La richiesta di accertamenti avanzata da Sergio Resinovich, fratello di Liliana, inasprisce ulteriormente le dinamiche investigative relative alla scomparsa della donna.
L’attenzione si concentra ora sulla figura della persona a cui Sebastiano Visintin consegnò il suo cellulare, dispositivo cruciale per ricostruire gli eventi che portarono alla sparizione di Liliana.

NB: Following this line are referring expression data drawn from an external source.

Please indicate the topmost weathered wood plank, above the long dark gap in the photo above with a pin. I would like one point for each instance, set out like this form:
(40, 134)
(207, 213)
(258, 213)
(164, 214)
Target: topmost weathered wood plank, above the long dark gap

La consegna, a suo dire inspiegabile, desta sospetti e alimenta la necessità di una revisione accurata delle informazioni già in possesso delle autorità.
Sergio Resinovich, con fermezza, sottolinea l’importanza di un’analisi approfondita del rapporto tra questa persona e la titolare del negozio Wind 3, punto di riferimento cruciale nel percorso ipotizzato per Liliana il giorno della scomparsa.
Le discrepanze emerse, a suo dire, tra le versioni fornite dalla titolare stessa – contrasti tra dichiarazioni pubbliche e confidenze private – alimentano un quadro di opacità che richiede un’indagine puntigliosa.
La famiglia Resinovich, a quattro anni dall’evento traumatico, si trova a confrontarsi con una ricerca della verità ostacolata, una sensazione amplificata dalle contraddizioni che emergono dalle testimonianze.
L’atto di Visintin, la consegna del cellulare, è percepito come un elemento anomalo, un tassello che, una volta collocato correttamente, potrebbe rivelare aspetti significativi della vicenda.
L’insistenza di Sergio Resinovich non è solo un atto formale, ma una rivendicazione di rispetto nei confronti di Liliana, una richiesta di giustizia che non può essere più rimandata.
La memoria della donna, e il diritto alla verità della sua famiglia, sono considerati irrinunciabili.
La sua determinazione è una risposta a ciò che percepisce come tentativi di eludere la piena luce sulla scomparsa, un impegno a superare gli ostacoli e a perseguire la verità, costi qualunque siano.
La famiglia, profondamente segnata da questo lutto, rivendica il diritto a una memoria intatta e ad una giustizia compiuta.